Two years after the disastrous BP oil spill, food officials are once again reassuring fish lovers that seafood from the Gulf is safe — despite creepy photographic evidence of mutant fish. The FDA says diseased fish aren't allowed to be sold. The FDA has already tested nearly 10,000 fish to detect chemicals from the oil spill, and is continuing to test the seafood fishermen catch. Plus, they say it's a very small amount of chemicals that have almost no effect on human health: in an Associated Press article, the FDA says "someone could eat 9 pounds of fish or 5 pounds of oyster meat a day for five years and still not reach the levels of concern for a key set of chemicals."
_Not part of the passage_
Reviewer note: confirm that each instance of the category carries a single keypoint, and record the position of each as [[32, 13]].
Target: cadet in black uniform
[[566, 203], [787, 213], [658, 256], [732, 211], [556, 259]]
Still, the mutant fish aren't exactly convincing scientists of seafood safety. An Al Jazeera report found widespread reports of mutant fish that fishermen and scientists alike believe are a direct cause of the oil spill. Take the nearly 400 pounds of eyeless shrimp one shrimp fisherman found or the fish found with lesions and "sponges" growing on oysters. It's certainly not helping Gulf fishermen recover economic losses from the spill; a reported $46 million was lost in the Gulf seafood industry in 2010. Seafood catches also declined by 69 million pounds — and the Gulf usually brings in about 1.2 billion pounds of seafood each year. Yikes.